Severe slips Severe slips complicate management.
In situ fixation Plan fixation, allow remodeling to correct deformity and follow with an osteotomy to improve motion should that be necessary. Marked displacement makes in situ fixation difficult. Make the point of entry for the screw on the anterior aspect of the femoral neck. This allows central placement of the pin in the displaced femoral epiphysis.
Initial osteotomy The more difficult approach is to perform an osteotomy that includes correction of the deformity and stabilization of the slip. Stabilization may be achieved by placing fixation across the physis or positioning the physis in a horizontal position.
Complications are common in SCFE.
Avascular necrosis is a serious complication that often follows management of unstable slips. Do everything possible to prevent this disastrous outcome. Avoid manipulative reductions. AVN is a serious complication that often follows management of unstable slips. In unstable slips, consider emergency drainage and pin in the position that results from traction or operative positioning. Follow the patient’s progress clinically. Be suspicious if hip rotation becomes guarded or progressively more restricted. Necrosis is usually clear radiographically in 6–12 months, or earlier on MRI studies.

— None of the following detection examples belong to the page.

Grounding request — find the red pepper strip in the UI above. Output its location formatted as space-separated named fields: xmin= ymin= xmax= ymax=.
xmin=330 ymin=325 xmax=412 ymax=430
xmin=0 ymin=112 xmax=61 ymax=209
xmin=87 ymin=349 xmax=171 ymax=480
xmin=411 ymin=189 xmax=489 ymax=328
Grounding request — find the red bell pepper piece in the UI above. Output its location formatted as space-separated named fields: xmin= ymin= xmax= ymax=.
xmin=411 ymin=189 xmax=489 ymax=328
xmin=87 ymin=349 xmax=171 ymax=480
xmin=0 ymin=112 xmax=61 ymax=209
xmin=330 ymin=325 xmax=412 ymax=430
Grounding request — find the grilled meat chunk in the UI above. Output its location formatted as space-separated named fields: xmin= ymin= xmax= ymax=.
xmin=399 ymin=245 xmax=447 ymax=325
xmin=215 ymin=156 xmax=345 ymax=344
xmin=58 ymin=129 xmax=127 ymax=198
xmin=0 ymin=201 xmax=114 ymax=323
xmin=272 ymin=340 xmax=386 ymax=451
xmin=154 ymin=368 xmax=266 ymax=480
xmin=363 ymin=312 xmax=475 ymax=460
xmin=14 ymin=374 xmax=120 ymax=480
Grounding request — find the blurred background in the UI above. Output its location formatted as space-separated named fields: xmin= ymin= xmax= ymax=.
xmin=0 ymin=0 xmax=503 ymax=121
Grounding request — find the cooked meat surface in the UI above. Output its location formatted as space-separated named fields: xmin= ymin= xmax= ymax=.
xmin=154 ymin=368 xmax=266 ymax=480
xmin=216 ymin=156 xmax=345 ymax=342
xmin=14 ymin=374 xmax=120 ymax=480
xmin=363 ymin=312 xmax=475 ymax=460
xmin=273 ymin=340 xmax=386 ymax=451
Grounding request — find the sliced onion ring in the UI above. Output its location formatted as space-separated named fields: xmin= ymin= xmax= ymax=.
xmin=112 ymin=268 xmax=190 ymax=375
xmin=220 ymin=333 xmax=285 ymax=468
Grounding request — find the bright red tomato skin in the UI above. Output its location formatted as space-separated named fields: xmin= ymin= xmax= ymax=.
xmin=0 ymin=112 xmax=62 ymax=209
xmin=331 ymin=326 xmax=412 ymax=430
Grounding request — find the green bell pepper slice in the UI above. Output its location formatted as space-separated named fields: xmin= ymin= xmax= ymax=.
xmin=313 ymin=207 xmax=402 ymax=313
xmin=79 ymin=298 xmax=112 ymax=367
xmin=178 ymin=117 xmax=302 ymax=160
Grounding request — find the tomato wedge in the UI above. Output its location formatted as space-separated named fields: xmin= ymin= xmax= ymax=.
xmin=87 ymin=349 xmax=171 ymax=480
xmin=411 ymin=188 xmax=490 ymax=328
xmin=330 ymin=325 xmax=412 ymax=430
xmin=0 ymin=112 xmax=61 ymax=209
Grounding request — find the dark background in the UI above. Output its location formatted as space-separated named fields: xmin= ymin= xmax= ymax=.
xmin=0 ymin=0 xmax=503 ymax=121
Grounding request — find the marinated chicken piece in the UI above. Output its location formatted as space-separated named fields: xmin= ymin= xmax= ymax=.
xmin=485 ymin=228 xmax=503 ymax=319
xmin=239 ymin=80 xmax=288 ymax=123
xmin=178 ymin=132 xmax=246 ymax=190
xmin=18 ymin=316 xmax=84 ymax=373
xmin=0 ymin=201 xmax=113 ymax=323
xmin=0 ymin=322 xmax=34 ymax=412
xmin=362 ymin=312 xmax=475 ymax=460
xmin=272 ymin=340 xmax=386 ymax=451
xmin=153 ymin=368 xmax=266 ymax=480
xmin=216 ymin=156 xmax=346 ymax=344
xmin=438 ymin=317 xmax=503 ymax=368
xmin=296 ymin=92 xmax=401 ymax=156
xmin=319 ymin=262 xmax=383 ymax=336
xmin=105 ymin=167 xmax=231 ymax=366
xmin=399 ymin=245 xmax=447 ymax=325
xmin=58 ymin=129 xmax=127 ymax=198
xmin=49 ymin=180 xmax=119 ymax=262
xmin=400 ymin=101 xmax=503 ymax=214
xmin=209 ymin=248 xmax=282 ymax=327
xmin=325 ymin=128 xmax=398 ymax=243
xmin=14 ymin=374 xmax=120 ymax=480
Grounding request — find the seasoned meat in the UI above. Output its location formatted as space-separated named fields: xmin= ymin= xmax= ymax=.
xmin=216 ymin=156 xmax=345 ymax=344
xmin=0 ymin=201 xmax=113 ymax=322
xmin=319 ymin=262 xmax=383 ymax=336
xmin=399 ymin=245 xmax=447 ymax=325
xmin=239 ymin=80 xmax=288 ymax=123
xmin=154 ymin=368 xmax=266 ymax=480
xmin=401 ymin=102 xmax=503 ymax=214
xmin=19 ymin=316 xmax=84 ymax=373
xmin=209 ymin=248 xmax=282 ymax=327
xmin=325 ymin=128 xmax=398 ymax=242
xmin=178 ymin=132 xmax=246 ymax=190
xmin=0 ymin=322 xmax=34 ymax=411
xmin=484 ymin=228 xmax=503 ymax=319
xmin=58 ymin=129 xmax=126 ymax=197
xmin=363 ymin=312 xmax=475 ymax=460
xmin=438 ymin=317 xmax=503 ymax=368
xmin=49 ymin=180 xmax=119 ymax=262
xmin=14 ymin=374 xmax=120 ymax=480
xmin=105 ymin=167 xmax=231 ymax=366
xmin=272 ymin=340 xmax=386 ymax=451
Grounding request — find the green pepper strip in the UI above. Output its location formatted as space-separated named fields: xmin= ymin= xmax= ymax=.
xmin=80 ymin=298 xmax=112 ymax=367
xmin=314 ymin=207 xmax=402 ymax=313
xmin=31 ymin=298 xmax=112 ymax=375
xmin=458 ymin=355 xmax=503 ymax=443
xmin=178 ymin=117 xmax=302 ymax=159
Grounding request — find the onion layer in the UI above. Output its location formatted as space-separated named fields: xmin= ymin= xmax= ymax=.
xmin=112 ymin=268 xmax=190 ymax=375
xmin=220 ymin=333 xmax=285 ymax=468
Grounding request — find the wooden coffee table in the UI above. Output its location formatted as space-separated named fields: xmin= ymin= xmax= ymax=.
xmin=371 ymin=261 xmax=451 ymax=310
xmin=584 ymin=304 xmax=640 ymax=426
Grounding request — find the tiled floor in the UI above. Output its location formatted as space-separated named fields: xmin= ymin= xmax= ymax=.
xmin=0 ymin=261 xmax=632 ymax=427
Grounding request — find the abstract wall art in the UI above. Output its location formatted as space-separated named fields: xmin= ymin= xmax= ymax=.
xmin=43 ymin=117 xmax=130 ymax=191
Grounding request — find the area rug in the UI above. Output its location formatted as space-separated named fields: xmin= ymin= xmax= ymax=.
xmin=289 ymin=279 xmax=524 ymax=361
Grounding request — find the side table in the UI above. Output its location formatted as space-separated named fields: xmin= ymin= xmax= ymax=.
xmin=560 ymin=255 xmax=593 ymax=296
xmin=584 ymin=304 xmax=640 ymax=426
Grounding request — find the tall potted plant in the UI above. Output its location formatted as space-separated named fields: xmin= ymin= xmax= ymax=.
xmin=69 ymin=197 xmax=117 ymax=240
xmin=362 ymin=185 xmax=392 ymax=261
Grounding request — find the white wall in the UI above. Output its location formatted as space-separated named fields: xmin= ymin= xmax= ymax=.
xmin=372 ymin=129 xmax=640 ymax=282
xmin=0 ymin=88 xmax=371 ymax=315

If AVN occurs, remove or exchange protruding pin(s), prescribe crutch walking, and encourage motion with activities such as swimming. If the AVN is only partial, attempt to salvage function. Procedures such as drilling or coring are not effective. Fuse the hip if pain and disability are unacceptable. Avoid fusion techniques (such as cobra plates) that jeopardize the outcome of conversion to a prosthetic joint later in life.
Chrondolysis may occur with or without treatment. Joint penetration by guide pins or screws is a doubtful cause. The joint space narrows, hip motion decreases, and an abduction contracture often develops. Relieve weight bearing and encourage motion. The value of aspirin, hospital traction, and capsulotomy is uncertain. Most improve with time. Rarely, the disease progresses to joint destruction. The combination of chondrolysis and AVN is devastating and usually ends in hip fusion.